On the 6th June after a short early game drive at Nxai, we move 4 hours into Makgadikgadi Pans National Park, to an exclusive site a few km from Khumaga. The Makgadikgadi Pans Game Reserve – with an area of 3 900 km2 – incorporates the western end of Ntwetwe Pan, extensive grasslands and acacia woodland. At its northern boundary, it meets the Nxai Pan National Park, separated only by the Nata-Maun Road. The Boteti River last flowed in 1992 and started flowing again past Khumaga in early 2009. It dried up again in 2019 and we don’t know if there will be water or not. There are solar powered boreholes here that work of the river is dry. During the dry season, the Boteti River in the Makgadikgadi Pans National Park thrives with activity as literally thousands of Zebra and Wildebeest vie for water.
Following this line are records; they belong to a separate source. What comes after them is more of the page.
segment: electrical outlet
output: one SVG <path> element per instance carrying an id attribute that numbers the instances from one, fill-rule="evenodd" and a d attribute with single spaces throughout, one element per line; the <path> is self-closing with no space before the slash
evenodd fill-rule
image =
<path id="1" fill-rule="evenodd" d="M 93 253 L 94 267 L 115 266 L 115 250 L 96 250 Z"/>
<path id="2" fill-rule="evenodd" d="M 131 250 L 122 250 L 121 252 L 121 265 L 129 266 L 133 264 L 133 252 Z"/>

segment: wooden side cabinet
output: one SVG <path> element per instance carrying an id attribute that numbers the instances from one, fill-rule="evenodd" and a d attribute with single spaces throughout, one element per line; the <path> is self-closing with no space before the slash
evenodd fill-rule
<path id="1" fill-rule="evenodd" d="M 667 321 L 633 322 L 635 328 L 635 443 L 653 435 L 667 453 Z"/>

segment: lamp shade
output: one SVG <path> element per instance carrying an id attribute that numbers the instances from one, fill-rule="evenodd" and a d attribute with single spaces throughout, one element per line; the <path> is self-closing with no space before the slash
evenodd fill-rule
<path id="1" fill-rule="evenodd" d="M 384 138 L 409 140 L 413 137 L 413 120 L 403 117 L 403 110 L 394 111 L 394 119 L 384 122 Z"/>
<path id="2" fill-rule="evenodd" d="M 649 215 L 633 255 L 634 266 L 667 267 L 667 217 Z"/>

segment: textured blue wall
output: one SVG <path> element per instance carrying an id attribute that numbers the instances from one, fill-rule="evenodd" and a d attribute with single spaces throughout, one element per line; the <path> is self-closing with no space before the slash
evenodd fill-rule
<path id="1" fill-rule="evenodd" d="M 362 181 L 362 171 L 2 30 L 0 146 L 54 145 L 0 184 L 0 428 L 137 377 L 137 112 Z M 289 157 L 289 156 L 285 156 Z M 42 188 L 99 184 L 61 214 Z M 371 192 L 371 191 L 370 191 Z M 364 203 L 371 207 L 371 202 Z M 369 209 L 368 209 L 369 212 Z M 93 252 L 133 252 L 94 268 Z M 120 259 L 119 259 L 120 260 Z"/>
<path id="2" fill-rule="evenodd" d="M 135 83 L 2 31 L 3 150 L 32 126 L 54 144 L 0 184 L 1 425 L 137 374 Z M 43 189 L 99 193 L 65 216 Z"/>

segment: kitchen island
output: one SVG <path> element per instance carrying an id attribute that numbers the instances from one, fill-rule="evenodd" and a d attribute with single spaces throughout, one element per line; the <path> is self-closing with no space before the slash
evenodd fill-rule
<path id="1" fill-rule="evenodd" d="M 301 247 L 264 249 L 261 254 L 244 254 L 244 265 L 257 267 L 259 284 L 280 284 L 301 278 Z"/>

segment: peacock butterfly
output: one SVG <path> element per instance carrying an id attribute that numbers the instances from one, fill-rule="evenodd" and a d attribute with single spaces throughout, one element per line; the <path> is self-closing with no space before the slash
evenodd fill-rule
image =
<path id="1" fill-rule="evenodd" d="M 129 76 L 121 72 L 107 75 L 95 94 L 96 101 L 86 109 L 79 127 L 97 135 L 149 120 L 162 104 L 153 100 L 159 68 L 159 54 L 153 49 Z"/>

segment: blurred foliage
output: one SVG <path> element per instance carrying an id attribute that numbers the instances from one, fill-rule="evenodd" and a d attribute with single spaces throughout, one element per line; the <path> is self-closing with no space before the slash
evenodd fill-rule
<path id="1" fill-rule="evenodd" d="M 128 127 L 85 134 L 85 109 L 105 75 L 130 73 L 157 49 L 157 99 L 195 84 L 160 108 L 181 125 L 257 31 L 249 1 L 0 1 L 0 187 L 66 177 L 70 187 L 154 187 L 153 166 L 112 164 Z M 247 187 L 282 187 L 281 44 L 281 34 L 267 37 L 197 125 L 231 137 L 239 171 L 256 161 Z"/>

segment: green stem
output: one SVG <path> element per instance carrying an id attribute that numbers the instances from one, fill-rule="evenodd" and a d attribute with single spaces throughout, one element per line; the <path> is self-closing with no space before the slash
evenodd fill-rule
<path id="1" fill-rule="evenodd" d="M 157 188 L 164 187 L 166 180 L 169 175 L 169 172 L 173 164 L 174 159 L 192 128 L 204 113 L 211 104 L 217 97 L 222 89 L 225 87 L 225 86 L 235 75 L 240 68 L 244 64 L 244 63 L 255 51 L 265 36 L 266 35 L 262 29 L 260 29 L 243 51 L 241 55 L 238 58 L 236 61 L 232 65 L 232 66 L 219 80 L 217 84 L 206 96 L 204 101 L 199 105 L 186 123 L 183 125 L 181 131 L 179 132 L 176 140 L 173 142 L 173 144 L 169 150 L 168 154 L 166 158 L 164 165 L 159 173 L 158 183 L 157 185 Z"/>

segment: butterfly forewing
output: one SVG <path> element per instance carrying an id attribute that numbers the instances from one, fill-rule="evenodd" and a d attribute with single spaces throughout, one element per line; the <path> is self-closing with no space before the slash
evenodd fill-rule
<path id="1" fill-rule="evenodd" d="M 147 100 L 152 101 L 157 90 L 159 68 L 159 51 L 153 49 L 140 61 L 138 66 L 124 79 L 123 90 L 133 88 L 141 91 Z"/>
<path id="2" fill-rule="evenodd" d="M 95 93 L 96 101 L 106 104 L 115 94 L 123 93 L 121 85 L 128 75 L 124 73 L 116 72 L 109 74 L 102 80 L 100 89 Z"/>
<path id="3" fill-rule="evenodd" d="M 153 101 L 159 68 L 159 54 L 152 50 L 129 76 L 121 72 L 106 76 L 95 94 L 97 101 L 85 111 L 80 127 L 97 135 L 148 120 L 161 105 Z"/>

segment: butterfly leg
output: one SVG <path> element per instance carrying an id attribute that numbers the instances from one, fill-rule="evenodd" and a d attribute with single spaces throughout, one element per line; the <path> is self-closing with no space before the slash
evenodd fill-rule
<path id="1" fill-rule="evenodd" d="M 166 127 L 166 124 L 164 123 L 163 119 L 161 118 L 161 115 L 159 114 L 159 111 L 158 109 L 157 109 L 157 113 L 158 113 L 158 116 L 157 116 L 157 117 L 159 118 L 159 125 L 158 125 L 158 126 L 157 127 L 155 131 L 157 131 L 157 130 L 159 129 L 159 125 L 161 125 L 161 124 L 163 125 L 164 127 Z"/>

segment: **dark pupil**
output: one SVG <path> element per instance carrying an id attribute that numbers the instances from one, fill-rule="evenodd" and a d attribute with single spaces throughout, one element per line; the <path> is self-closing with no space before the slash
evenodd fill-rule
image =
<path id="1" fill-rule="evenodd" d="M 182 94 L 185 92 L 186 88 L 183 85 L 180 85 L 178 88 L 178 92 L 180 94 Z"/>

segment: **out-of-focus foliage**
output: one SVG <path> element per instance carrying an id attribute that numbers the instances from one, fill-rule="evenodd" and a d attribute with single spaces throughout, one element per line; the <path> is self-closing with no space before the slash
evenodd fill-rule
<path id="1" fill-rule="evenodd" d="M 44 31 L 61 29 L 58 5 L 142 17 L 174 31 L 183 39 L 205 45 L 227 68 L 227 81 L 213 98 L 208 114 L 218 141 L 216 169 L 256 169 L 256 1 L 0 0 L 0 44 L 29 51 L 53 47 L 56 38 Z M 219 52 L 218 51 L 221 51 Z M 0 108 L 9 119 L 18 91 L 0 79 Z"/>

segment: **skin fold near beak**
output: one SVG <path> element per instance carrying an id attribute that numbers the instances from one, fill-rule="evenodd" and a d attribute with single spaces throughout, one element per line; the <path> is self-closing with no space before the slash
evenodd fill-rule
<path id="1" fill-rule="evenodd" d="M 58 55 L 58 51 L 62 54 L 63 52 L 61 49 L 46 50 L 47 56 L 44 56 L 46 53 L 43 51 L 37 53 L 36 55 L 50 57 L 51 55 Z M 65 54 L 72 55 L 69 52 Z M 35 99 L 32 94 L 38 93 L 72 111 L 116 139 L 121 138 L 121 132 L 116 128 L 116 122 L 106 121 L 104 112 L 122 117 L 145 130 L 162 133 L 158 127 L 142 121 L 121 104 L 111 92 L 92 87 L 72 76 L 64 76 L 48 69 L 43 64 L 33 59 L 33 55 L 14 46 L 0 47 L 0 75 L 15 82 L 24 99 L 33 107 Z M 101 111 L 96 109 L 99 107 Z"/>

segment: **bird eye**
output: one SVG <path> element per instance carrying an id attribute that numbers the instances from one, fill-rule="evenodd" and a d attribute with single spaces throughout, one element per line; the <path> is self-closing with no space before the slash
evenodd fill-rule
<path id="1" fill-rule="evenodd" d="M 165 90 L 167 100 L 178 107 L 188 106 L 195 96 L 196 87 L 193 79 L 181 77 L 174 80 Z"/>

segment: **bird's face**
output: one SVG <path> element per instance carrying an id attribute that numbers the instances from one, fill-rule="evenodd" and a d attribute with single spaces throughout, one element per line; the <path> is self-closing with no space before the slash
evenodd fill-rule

There is also a small group of Hippopotamus that live in the river and some crocodiles that had dug caves into the banks of the dry riverbed
We have 2 nights here and will explore the riverfront extensively.
On the 8th June after a last short drive here we cross the Boteti River by ferry, if the water is up, and drive to the Central Kalahari Game Reserve via Rakops where we get ice and diesel. We enter the park at Matswere Gate where we get firewood and water and have our picnic lunch before we drive another 1 1/2 hours to Deception Valley where our camp will be set up in an exclusive site for 3 nights.
One of the remotest and most unspoiled parts of Africa, the Northern part of this park is one of the prime game viewing areas in Botswana. This is the largest Game Reserve in Botswana covering 52,800 km2. Nothing prepares you for the immensity of this reserve, nor its wild, mysterious beauty. There is the immediate impression of unending space, and having the entire reserve to yourself. Waist-high golden grasses seem to stretch interminably, punctuated by dwarfed trees and scrub bushes. Wide and empty pans appear as vast white stretches of saucer-flat earth, meeting a soft, blue-white sky. At night the stars utterly dominate the land; their brilliance and immediacy are totally arresting. The best time to visit is during or soon after the rains when large herds of springbok and gemsbok, as well as wildebeest, hartebeest and eland gather for good grazing. The dry season amazes with seeing what these desert adapted animals can endure- most survive for months with no surface water to drink, getting moisture from vegetation such as tsamma melons, tubers that are dug up and dew. We will, depending on game movements, explore from Sunday Pan to Letiahau and in between.
On the 11th June after a last early drive and a hearty breakfast, we will drive under 5 hours to Maun. You overnight at Maun Lodge.